На сей раз, однако, строфы, вышедшие из-под пера Иегуды, были рождены не столько вдохновением, сколько усилием воли. И ценность их заключалась не в одной словесной красоте. Тайно донести важное знание важным людям – вот какова была благородная задача пятистишия.
«Да услышит Хазарский каган и шёпот соглядатаев, и громкий глас советников. Да пребудет милость божья с этими людьми, презревшими выгоду ради мира» – так должен был толковаться иносказательный смысл его поэтического творения. Кроме того, последние буквы каждой строфы пятистишия складывались в сочетание слов, по-славянски означавшего «каган русов». Этот поэтический приём назывался по-гречески акростих.
Иегуде следовало написать ещё несколько отрывков, чтобы тайнопись читалась следующим образом: «Каган русов. Кустантина и Херсонес. Сговор. За торг в Кустантине. Поход руси на Самкерц. Новым летом. Во главе сын кагана. Спасайтесь сами. Сберегите нас».
Когда остроумный замысел пришёл ему в голову (а кому бы ещё он мог прийти?), Иегуда поделился им с Авраамом. Парнас поддержал его затею. Теперь от Иегуды требовалось сочинить пятистишия, а парнасу Аврааму переписать их собственной рукой. После этого они скрепят листы харатьи со стихословиями в книгу и отправят в Тмутаракань в качестве дара Киевской иудейской общины своим единоверцам с берегов Сурожского моря. Так это будет выглядеть в глазах непосвящённых. Об истинном назначении дара не узнает даже гонец, который повезёт книгу ребе Хашмонаю, главе иудеев Самкерца-Тмутаракани. А мудрейший, образованнейший и, стало быть, знающий, что такое акростих, Хашмонай сможет её правильно прочесть.
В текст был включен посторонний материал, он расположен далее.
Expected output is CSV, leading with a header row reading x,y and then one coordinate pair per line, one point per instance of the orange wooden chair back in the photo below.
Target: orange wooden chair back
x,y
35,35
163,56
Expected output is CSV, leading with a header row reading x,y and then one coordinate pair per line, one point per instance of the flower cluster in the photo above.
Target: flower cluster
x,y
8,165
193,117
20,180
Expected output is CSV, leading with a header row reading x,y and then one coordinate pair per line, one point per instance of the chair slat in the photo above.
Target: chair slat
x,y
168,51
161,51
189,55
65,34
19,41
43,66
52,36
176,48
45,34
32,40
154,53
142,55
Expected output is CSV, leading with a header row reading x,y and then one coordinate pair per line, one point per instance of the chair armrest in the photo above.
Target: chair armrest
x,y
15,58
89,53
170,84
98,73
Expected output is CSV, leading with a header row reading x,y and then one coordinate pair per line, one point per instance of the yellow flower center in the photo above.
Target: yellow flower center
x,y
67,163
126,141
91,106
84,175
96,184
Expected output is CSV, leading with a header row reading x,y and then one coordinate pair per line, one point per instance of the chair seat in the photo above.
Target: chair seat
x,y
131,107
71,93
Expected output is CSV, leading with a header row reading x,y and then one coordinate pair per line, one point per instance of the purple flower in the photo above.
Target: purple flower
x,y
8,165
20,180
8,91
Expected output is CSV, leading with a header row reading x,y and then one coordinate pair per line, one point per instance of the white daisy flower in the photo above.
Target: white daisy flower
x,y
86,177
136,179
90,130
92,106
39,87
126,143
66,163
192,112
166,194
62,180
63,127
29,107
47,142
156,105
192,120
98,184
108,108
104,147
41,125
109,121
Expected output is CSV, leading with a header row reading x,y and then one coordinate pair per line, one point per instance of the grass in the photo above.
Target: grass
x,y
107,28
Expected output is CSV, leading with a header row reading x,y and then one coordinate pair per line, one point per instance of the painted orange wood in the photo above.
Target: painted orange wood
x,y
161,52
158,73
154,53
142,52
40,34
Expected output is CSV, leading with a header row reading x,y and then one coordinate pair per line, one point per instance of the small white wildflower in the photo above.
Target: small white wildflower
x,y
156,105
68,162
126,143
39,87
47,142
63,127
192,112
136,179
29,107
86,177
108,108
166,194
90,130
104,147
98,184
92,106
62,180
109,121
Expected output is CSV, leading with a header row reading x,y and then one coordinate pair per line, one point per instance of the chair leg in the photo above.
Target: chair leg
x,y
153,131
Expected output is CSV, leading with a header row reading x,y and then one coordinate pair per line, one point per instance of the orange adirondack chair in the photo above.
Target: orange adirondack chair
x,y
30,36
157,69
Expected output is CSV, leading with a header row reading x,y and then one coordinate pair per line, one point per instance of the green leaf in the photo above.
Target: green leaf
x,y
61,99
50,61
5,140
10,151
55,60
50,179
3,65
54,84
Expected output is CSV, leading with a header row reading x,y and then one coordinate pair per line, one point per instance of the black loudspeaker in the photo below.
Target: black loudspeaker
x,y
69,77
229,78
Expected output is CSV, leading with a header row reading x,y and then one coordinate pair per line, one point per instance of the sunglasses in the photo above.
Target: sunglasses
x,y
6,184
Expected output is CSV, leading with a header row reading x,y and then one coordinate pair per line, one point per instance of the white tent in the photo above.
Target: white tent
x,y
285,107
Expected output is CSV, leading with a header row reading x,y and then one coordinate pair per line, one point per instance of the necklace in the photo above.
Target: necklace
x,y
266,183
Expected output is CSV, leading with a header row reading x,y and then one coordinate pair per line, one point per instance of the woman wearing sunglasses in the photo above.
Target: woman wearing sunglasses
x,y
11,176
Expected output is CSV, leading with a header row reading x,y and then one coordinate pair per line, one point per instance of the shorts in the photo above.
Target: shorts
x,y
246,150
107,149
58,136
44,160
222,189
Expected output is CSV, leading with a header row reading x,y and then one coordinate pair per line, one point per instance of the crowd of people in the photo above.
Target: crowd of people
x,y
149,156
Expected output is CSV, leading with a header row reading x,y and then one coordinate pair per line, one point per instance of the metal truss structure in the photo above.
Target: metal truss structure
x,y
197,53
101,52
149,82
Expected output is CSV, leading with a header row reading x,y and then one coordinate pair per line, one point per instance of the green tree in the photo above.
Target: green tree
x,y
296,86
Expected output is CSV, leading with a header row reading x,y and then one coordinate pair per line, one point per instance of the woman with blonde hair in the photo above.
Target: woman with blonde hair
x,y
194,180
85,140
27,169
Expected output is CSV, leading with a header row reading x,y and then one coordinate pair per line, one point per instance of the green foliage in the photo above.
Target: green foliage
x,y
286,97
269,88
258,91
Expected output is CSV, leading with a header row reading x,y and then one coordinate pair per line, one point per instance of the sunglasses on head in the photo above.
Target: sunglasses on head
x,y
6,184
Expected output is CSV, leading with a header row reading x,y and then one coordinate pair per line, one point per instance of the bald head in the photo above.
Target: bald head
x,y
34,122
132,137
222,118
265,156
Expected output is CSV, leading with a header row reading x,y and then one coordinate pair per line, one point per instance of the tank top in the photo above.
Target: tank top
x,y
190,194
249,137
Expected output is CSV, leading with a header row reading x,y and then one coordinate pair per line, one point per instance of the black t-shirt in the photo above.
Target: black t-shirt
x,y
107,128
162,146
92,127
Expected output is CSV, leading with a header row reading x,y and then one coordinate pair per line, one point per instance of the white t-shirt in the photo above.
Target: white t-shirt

Осталось только исхитриться отправить человека из Киева в Самкерц-Тмутаракань так, чтобы он совершенно точно добрался до места назначения. Эту часть их замысла должна была устроить княжна Предслава, и Иегуда не сомневался, что сестра князя Киевского справится с ней наилучшим образом. Она ведь возжелала получить за свою услугу изрядную меру серебра. Иегуда хмыкнул, подумав, как напрасно порой обвиняют в алчности его народ, а вот та же княжна Предслава подвержена греху сребролюбия не в меньшей степени. Иудеи, конечно, заплатят ей. А почему бы и нет, ведь это серебро затем вернётся обратно к Иегуде в качестве заёма.